First of all this is Tom Robinson, who is unjustly accused in committing a crime.
He asks for pity. He is hardworking and honest and has enough compassion
(сострадание) to make the fatal mistake of feeling sorry for Mayella Ewell. His
story is the true version of events which leaves no room for doubt. As clear as it is
that Tom is innocent, it is equally clear that Tom is doomed (обречен) to die.
       The second character is Mayella Ewell. She is pitiable, and her miserable
existence almost allows her to join the novel's parade of innocent victims – she,
too, is a kind of mockingbird, hurt by the forces of ugliness and poverty that
surround her. Lee's presentation of Mayella emphasizes her role as victim – she
farther beats her. She has lacked kind treatment in her life.

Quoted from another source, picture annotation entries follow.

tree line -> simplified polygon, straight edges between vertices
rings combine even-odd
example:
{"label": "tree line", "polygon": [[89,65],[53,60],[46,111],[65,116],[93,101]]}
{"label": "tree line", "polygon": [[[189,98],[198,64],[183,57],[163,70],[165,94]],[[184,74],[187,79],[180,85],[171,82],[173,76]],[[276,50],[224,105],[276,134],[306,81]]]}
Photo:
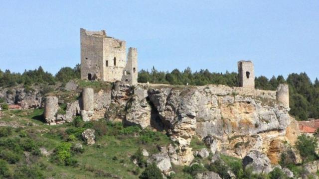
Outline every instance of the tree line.
{"label": "tree line", "polygon": [[[73,68],[63,67],[55,75],[45,72],[41,66],[34,70],[25,70],[22,74],[11,73],[8,70],[4,72],[0,70],[0,87],[34,84],[52,85],[56,82],[65,84],[70,80],[80,78],[80,64],[76,65]],[[182,71],[174,69],[171,72],[165,72],[159,71],[153,67],[151,72],[141,70],[138,81],[174,85],[215,84],[236,87],[239,84],[237,73],[210,72],[207,69],[192,72],[189,68]],[[299,120],[312,118],[319,119],[319,81],[318,79],[313,83],[306,73],[301,73],[291,74],[287,79],[282,75],[277,77],[273,76],[270,79],[261,76],[256,77],[255,82],[256,89],[264,90],[276,90],[279,84],[289,84],[291,114]]]}

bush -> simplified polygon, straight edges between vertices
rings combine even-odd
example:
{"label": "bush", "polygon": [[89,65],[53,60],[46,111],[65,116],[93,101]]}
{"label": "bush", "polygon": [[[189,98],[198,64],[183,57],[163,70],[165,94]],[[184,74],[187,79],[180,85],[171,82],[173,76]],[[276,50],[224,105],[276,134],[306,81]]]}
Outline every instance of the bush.
{"label": "bush", "polygon": [[195,176],[198,173],[206,171],[207,169],[199,164],[194,164],[191,166],[185,166],[183,169],[183,172],[187,173],[193,176]]}
{"label": "bush", "polygon": [[9,164],[15,164],[20,160],[20,155],[8,150],[2,150],[0,153],[0,158],[6,160]]}
{"label": "bush", "polygon": [[73,159],[71,159],[71,143],[64,142],[60,144],[54,150],[54,155],[52,160],[59,164],[65,166],[75,165],[77,162]]}
{"label": "bush", "polygon": [[294,152],[291,148],[289,148],[280,154],[279,165],[282,168],[288,168],[290,166],[295,165],[296,161],[297,159]]}
{"label": "bush", "polygon": [[32,152],[39,149],[39,147],[36,142],[32,139],[26,138],[20,141],[20,146],[22,149],[27,152]]}
{"label": "bush", "polygon": [[288,177],[278,167],[275,168],[274,170],[269,174],[269,179],[286,179]]}
{"label": "bush", "polygon": [[227,173],[229,168],[224,165],[221,161],[218,160],[215,162],[210,164],[207,167],[209,171],[214,172],[218,174],[219,176],[224,179],[230,179],[230,176]]}
{"label": "bush", "polygon": [[7,103],[3,103],[1,104],[1,108],[3,110],[8,110],[9,109],[9,105]]}
{"label": "bush", "polygon": [[148,166],[139,177],[140,179],[162,179],[161,172],[155,163]]}
{"label": "bush", "polygon": [[78,139],[82,139],[82,133],[85,129],[83,128],[70,127],[65,130],[65,132],[69,135],[73,135]]}
{"label": "bush", "polygon": [[8,163],[5,160],[0,159],[0,177],[8,177],[9,175]]}
{"label": "bush", "polygon": [[144,159],[142,149],[141,148],[138,149],[135,154],[131,157],[131,159],[132,160],[136,160],[140,167],[144,167],[147,164],[146,160]]}
{"label": "bush", "polygon": [[303,163],[317,158],[316,151],[318,145],[317,139],[315,137],[306,136],[303,134],[297,138],[295,146],[300,154]]}
{"label": "bush", "polygon": [[7,137],[12,134],[12,127],[0,127],[0,137]]}

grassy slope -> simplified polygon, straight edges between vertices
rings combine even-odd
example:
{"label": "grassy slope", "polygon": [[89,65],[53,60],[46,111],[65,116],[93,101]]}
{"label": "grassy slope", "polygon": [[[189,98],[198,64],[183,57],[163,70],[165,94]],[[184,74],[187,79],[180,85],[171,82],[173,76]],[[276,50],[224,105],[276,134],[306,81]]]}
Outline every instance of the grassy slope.
{"label": "grassy slope", "polygon": [[[67,138],[68,135],[64,131],[72,127],[72,124],[46,125],[41,121],[42,112],[42,109],[2,111],[0,120],[14,121],[24,126],[23,130],[38,142],[40,147],[53,151],[59,144],[65,142],[64,139]],[[131,162],[130,156],[139,148],[146,149],[150,153],[158,152],[157,145],[166,145],[170,142],[166,136],[159,133],[157,133],[156,140],[147,144],[141,142],[138,134],[135,135],[137,137],[132,134],[119,134],[119,131],[108,126],[106,130],[106,135],[100,137],[92,146],[85,145],[83,141],[78,139],[72,142],[82,144],[85,149],[84,153],[75,154],[73,157],[78,161],[78,167],[59,165],[50,162],[49,158],[45,156],[37,157],[36,163],[46,166],[43,171],[46,177],[52,176],[55,179],[112,178],[110,174],[123,179],[138,179],[138,175],[135,175],[132,172],[138,167]],[[11,137],[18,135],[18,132],[14,132]],[[18,164],[10,164],[11,172],[13,172],[16,166],[25,163],[25,160],[23,159]],[[143,170],[141,169],[140,174]]]}

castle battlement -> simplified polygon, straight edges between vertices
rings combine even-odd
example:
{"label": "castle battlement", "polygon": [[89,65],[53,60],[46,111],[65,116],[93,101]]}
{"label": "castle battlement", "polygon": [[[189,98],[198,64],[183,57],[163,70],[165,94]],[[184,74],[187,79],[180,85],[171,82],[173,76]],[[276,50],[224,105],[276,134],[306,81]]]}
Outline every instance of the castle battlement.
{"label": "castle battlement", "polygon": [[81,28],[81,79],[137,84],[138,52],[126,42],[107,36],[105,30]]}

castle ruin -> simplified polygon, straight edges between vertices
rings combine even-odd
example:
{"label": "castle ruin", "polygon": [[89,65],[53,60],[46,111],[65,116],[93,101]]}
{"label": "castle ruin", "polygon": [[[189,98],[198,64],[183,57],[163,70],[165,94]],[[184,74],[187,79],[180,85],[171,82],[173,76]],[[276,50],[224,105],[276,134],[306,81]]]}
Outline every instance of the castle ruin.
{"label": "castle ruin", "polygon": [[138,52],[126,42],[107,35],[105,30],[90,31],[81,28],[81,79],[136,85]]}
{"label": "castle ruin", "polygon": [[255,89],[255,73],[254,64],[250,61],[238,62],[239,87]]}

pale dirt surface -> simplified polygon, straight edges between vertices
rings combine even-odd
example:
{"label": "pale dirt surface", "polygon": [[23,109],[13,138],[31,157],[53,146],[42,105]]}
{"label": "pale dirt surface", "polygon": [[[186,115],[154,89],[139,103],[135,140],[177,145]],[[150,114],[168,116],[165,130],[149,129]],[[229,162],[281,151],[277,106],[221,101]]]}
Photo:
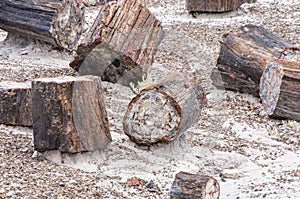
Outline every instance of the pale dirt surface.
{"label": "pale dirt surface", "polygon": [[[0,126],[0,198],[164,199],[169,198],[179,171],[216,178],[224,199],[300,198],[299,122],[270,119],[259,99],[215,90],[209,78],[222,34],[234,32],[240,25],[263,25],[299,45],[299,0],[258,0],[235,12],[196,18],[185,11],[184,0],[144,2],[166,31],[150,73],[158,79],[181,71],[201,81],[207,89],[208,105],[199,122],[168,145],[138,147],[123,133],[121,122],[134,93],[103,82],[113,138],[103,152],[38,154],[33,150],[32,129]],[[7,80],[33,77],[31,72],[9,76],[3,72],[8,66],[15,66],[16,71],[24,66],[43,70],[41,63],[66,68],[70,59],[42,43],[12,46],[11,51],[4,47],[0,46],[0,77]],[[127,179],[132,177],[144,179],[146,184],[130,187]]]}

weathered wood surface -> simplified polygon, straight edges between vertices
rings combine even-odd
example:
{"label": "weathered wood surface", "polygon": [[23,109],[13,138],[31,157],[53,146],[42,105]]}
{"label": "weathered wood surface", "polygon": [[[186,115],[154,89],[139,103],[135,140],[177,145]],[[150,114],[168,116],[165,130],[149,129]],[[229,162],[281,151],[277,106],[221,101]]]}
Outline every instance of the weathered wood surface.
{"label": "weathered wood surface", "polygon": [[206,96],[199,84],[171,73],[143,89],[123,118],[125,134],[139,145],[168,143],[199,120]]}
{"label": "weathered wood surface", "polygon": [[32,125],[30,82],[0,82],[0,123]]}
{"label": "weathered wood surface", "polygon": [[259,91],[269,116],[300,121],[300,62],[269,61]]}
{"label": "weathered wood surface", "polygon": [[261,26],[242,26],[235,34],[223,35],[217,67],[211,74],[213,84],[259,96],[259,81],[267,63],[294,48]]}
{"label": "weathered wood surface", "polygon": [[2,0],[0,28],[71,50],[83,31],[83,5],[76,0]]}
{"label": "weathered wood surface", "polygon": [[32,115],[37,151],[96,151],[111,141],[100,77],[34,80]]}
{"label": "weathered wood surface", "polygon": [[253,0],[186,0],[186,8],[191,12],[228,12],[238,9],[246,2]]}
{"label": "weathered wood surface", "polygon": [[171,187],[171,199],[218,199],[220,185],[210,176],[179,172]]}
{"label": "weathered wood surface", "polygon": [[162,37],[160,21],[140,0],[109,2],[99,6],[70,66],[80,74],[99,75],[111,82],[125,76],[121,83],[128,85],[147,72]]}

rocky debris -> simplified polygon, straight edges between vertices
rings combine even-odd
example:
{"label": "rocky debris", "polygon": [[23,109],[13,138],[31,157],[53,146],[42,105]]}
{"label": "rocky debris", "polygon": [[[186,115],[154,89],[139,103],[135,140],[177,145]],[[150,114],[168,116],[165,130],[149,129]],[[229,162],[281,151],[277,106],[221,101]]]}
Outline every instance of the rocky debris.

       Obviously racism is a major theme of the novel. Racism is cultural and runs
very deep in the town of Maycomb. Black people are not considered to be equal to
white people. Even those who believe in Tom's innocence would never stand up
for him, as it would be against the social code. Another important problem is
coexistence of Good and Evil. The author explores the moral nature of human
beings – that is whether people are essentially good or essentially evil.
       Critical response to the novel was mixed: a number of critics found the
narrative voice of a 9-year-old girl unconvincing and called the novel overly
moralistic. Nevertheless, in the racially charged atmosphere of the early 1960s, the
book became an enormous popular success. Meanwhile, the author herself declined
to write the screenplay for the film version, and published only a few short stories
after 1961. “to kill a mockingbird” remains her sole published novel.